Justiça à venda: PF prende filho do desembargador do TJCE, Carlos Rodrigues Feitosa, que vendia habeas corpus pelo WhatsApp no Ceará

A Polícia Federal capturou na manhã de terça-feira (5) o advogado Fernando Carlos Oliveira Feitosa, 46 anos, que estava foragido há 10 dias. Encontrado na casa da sogra em Fortaleza, ele foi encaminhado à Delegacia de Capturas (Decap).

O Esquema Milionário

Entre 2012 e 2013, o esquema criminoso operou com sofisticação digital e audácia nos corredores do Tribunal de Justiça do Ceará. O advogado Fernando Carlos Oliveira Feitosa transformou os plantões judiciais de seu pai em um lucrativo balcão de negócios, onde a liberdade tinha preço fixo: R$ 150 mil por alvará de soltura.

O modus operandi era meticulosamente planejado: Fernando criou um grupo no WhatsApp onde anunciava previamente as datas dos plantões judiciais de seu pai, o desembargador Carlos Rodrigues Feitosa. Neste canal digital, eram negociadas as liberdades de criminosos, incluindo pessoas acusadas de homicídios e tráfico de drogas.

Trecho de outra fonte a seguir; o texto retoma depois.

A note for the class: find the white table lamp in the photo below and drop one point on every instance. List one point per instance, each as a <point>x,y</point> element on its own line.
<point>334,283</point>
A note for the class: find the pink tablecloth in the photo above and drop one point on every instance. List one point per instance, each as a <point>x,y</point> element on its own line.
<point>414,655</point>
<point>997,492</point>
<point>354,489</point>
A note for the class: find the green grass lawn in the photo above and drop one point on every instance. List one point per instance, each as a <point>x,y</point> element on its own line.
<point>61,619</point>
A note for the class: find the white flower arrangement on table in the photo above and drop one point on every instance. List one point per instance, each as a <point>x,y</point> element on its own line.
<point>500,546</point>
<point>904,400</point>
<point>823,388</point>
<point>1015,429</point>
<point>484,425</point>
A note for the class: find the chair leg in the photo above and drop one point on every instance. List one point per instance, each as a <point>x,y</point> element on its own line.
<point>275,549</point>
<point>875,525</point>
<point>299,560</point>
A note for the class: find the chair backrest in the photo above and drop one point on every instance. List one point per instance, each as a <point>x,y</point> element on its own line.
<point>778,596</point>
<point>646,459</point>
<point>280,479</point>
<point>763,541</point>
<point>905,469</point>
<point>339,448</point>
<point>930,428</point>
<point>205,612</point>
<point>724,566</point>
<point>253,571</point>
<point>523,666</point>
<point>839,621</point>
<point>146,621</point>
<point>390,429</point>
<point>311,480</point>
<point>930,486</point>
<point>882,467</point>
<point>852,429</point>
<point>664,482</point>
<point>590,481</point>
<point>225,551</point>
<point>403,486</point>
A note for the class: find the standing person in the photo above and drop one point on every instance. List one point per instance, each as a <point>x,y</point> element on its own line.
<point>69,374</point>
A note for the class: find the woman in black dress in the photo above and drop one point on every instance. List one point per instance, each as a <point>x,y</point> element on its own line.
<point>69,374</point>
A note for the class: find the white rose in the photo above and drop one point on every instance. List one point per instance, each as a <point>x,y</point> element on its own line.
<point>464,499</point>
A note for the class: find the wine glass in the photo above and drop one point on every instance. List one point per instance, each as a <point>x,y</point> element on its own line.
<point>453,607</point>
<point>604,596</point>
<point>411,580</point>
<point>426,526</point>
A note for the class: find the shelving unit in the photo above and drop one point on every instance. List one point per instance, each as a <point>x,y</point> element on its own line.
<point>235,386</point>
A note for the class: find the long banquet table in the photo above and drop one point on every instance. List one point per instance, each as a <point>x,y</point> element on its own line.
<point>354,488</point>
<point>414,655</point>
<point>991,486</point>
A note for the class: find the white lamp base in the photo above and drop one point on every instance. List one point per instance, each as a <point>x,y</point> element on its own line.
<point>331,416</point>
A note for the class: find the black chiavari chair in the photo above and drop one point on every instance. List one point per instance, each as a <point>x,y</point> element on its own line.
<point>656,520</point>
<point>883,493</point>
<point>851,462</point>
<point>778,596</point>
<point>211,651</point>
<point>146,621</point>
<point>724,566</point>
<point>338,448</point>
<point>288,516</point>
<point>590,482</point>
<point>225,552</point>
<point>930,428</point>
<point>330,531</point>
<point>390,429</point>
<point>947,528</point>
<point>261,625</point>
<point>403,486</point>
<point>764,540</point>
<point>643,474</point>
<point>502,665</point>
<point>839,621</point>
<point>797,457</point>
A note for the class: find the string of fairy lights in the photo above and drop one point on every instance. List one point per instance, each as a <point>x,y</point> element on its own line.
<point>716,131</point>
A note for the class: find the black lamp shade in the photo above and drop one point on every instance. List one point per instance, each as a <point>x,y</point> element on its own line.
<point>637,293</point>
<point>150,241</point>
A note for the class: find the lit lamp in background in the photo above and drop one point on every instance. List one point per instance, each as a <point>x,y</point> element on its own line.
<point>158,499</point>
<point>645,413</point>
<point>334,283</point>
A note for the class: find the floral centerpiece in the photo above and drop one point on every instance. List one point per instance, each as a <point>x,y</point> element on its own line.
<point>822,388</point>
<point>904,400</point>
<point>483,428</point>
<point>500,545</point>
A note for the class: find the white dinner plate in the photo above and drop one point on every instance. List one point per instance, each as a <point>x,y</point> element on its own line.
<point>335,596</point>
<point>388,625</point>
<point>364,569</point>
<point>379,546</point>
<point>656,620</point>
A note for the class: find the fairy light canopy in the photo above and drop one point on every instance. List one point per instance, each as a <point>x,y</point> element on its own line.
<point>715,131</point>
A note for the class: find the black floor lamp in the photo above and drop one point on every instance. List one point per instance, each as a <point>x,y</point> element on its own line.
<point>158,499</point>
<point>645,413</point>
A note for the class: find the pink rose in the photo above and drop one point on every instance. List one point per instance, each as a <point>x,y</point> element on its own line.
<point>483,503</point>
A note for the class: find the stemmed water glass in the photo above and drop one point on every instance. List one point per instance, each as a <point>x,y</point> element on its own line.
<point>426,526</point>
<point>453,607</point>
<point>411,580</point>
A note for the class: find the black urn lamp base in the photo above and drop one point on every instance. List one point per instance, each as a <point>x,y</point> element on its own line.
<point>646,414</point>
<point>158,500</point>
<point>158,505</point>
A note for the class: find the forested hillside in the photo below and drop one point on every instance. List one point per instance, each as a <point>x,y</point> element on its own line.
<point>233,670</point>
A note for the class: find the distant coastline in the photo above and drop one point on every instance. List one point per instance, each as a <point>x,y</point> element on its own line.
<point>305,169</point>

O esquema era tão bem estruturado que o ministro Herman Benjamin declarou que o desembargador “fez do plantão judicial do Tribunal de Justiça do Ceará autêntica casa de comércio“. A defesa tentou argumentar que as mensagens trocadas no WhatsApp eram apenas “brincadeiras entre amigos“, versão categoricamente rejeitada pelo STJ com base nas evidências financeiras e documentais.

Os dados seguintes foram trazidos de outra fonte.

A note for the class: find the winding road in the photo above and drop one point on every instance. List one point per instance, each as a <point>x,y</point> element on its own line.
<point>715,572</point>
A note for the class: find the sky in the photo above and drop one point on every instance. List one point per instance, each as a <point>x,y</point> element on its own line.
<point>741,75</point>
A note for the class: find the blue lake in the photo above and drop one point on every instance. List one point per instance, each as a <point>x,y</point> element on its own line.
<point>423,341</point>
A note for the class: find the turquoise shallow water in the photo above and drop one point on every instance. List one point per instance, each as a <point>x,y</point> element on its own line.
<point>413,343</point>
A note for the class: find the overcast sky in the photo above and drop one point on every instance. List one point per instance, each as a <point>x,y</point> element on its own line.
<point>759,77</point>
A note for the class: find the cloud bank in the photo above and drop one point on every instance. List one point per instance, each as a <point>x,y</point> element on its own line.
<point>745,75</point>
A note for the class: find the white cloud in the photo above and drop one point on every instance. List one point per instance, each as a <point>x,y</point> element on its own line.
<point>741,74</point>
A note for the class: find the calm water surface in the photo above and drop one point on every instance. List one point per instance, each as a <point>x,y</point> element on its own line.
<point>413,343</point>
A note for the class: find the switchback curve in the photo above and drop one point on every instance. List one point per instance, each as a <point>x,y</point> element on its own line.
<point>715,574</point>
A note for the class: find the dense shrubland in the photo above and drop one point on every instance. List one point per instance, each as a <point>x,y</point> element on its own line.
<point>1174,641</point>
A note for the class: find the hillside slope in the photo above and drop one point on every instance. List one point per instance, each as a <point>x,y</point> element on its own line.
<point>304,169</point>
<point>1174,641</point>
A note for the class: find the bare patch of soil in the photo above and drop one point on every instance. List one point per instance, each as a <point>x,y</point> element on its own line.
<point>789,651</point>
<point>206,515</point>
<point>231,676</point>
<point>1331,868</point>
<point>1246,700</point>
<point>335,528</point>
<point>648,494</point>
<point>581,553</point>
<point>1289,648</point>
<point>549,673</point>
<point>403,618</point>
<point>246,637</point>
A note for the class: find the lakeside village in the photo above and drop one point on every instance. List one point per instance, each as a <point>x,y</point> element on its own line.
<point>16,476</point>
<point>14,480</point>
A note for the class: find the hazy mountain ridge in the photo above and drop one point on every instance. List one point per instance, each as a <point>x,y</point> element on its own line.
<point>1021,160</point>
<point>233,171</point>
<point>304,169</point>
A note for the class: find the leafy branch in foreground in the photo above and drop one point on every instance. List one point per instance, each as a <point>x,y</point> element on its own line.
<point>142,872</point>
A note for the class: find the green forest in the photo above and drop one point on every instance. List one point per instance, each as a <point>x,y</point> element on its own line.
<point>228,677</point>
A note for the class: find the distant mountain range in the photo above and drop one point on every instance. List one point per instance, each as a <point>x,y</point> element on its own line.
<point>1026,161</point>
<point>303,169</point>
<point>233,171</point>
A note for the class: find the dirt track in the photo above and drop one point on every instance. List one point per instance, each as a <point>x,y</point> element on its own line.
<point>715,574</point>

Pai e Filho no banco dos Réus

O desembargador Carlos Feitosa, peça central do esquema, recebeu em 2019 uma condenação exemplar do Superior Tribunal de Justiça: 13 anos, 8 meses e 2 dias de prisão em regime fechado por corrupção passiva. Atualmente, cumpre pena em prisão domiciliar com tornozeleira eletrônica. Seu filho Fernando recebeu sentença ainda mais severa: 19 anos, 4 meses e 2 dias de reclusão, além de multa de R$ 241.303,38.

A Operação que derrubou o esquema

A Operação Expresso 150, deflagrada em 2015, revelou uma extensa rede criminosa envolvendo advogados e traficantes. Entre os beneficiados pela venda de decisões judiciais estavam presos envolvidos em crimes como homicídios e tráfico de drogas. O ministro Herman Benjamin, do STJ, classificou a atuação do desembargador como um “autêntico leilão das decisões“.